Mitte nächsten Jahres kommen die Rechnungen

Auch Karen Pittel vom Ifo-Institut für Energie, Klima und Ressourcen (München) bescheinigte dem Entlastungspaket eine „Schwäche“, da es keine Antworten auf die steigenden Strom- und Gaspreise habe. Das Problem werde wohl erst Mitte nächsten Jahres durchschlagen, „wenn um 1000 Euro höhere Stromrechnungen oder um 3000 Euro höhere Gasabrechnungen in die Haushalte kommen“, die 300 Euro Energiepauschale würden dann wenig helfen. Pittel war eine der wenigen – neben Minister Heil – die den oft kritisierten Wirtschaftsminister Habeck immerhin in Schutz nahm gegen das ihm als Stereotyp vorgehaltene Zitat, „wir haben kein Stromproblem“. Weder die Trockenheit, die Flusskraftwerke ausbremste und den Kohletransport der Binnenschiffer verteuerte, noch der Ausfall der Hälfte der französischen AKWs, sei vorhersehbar gewesen.

Gasumlage ist sinnlos

Ziemlich einig war sich die Talkrunde in der Meinung, dass die von Habeck konzipierte Gasumlage angesichts einer beschlossenen Mehrwertsteuersenkung auf Gas eigentlich keinen Sinn mehr mache. Unwidersprochen blieb auch Melanie Amanns Kritik am Kanzler Olaf Scholz (SPD), der einfach nur zuschaue, „wie Habeck da vor sich her wurstelt“. Ebenso wie die Analyse, dass der Wirtschaftsminister mit seiner Atomkraftwerkpolitik „das zweite energiepolitische Desaster“ nach der Gasumlage verursacht habe. Und Amanns Frage, wie es denn möglich sei, dass es keine Kommunikation zwischen dem Wirtschaftsministerium und den AKW-Betreibern gebe, blieb unbeantwortet: „Die schreiben sich Briefe, warum rufen die sich nicht mal an?“

Minister Heil erinnert an Putin

Arbeitsminister Heil war an diesem Abend in der Defensive, er verschanzte sich hinter dem Argumentationswall, dass Putin das Gas als Waffe einsetze und man alles daran setzen müsse, die deutsche Gesellschaft zusammenzuhalten. Bei Kriegsbeginn sei ihm klar geworden, dass äußere Sicherheit und innerer sozialer Zusammenhalt zusammen gehörten. Was die Kritik am dritten Entlastungspaket anbelangte, verwies Heil auf zahlreiche Begleitmaßnahmen wie die Erhöhung des Mindestlohns, die Entlastung bei den Sozialversicherungsbeiträgen bei Einkommen bis 2000 Euro und die ab Januar geltende Wohngeldreform.

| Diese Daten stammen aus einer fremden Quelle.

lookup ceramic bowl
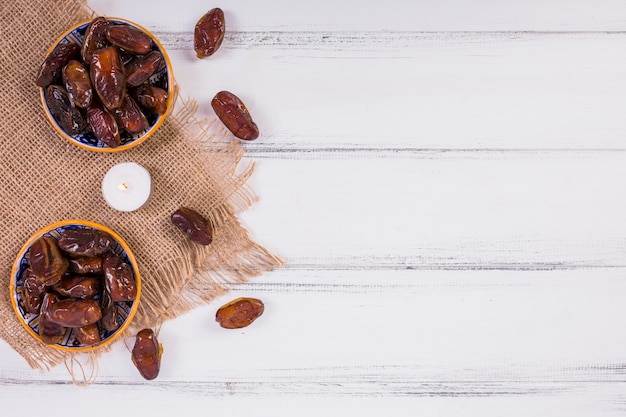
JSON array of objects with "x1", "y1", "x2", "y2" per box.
[
  {"x1": 9, "y1": 220, "x2": 141, "y2": 352},
  {"x1": 39, "y1": 17, "x2": 175, "y2": 152}
]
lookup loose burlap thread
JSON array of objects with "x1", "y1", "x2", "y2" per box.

Am Wohngeld hängt viel Geld

Die war dann ein Stichwort für den Finanzexperten Herman-Josef Tenhagen („Finanztipp“). Der monierte, dass vieles vom Entlastungspaket erst im nächsten Jahr greife, „die Leute brauchen das Geld aber jetzt!“ Als rasche Handlungsmöglichkeit gab Tenhagen dann aber den Service-Tipp, selbst Wohngeld zu beantragen, und es sei ein „Ärgernis“, dass dies nur jeder zweite Berechtigte auch tue. Dabei hingen am Wohngeld auch andere „richtig große Summen“, etwa der Anspruch für die Zeit vom September bis Dezember auf eine zusätzliche Heizkostenunterstützung von 415 Euro (Single-Haushalt) oder der von Januar an maximal 250 Euro betragende Kinderzuschlag, der neben dem Kindergeld bezahlt wird.

Dickes Lob für Spahn – ironisch?

Gewinner der Sendung war sicher Jens Spahn, der ein Comeback in der Talkrunde feierte. Spahn dozierte über die 18 Milliarden Euro auf dem Konto der EEG-Umlage, die man seiner Ansicht nach sofort nutzen könnte, um die Netzentgelte und die Stromsteuer zu senken. Und SPD-Minister Heil bescheinigte ihm, dass Spahn vor einem Jahr bei Maybrit Illner gesessen habe und gesundheitspolitische Themen „hoch und runter“ gebetet habe, jetzt tue er das Gleiche mit der Energiepolitik. Inwieweit da Ironie hinter steckte, war nicht so leicht erkennbar.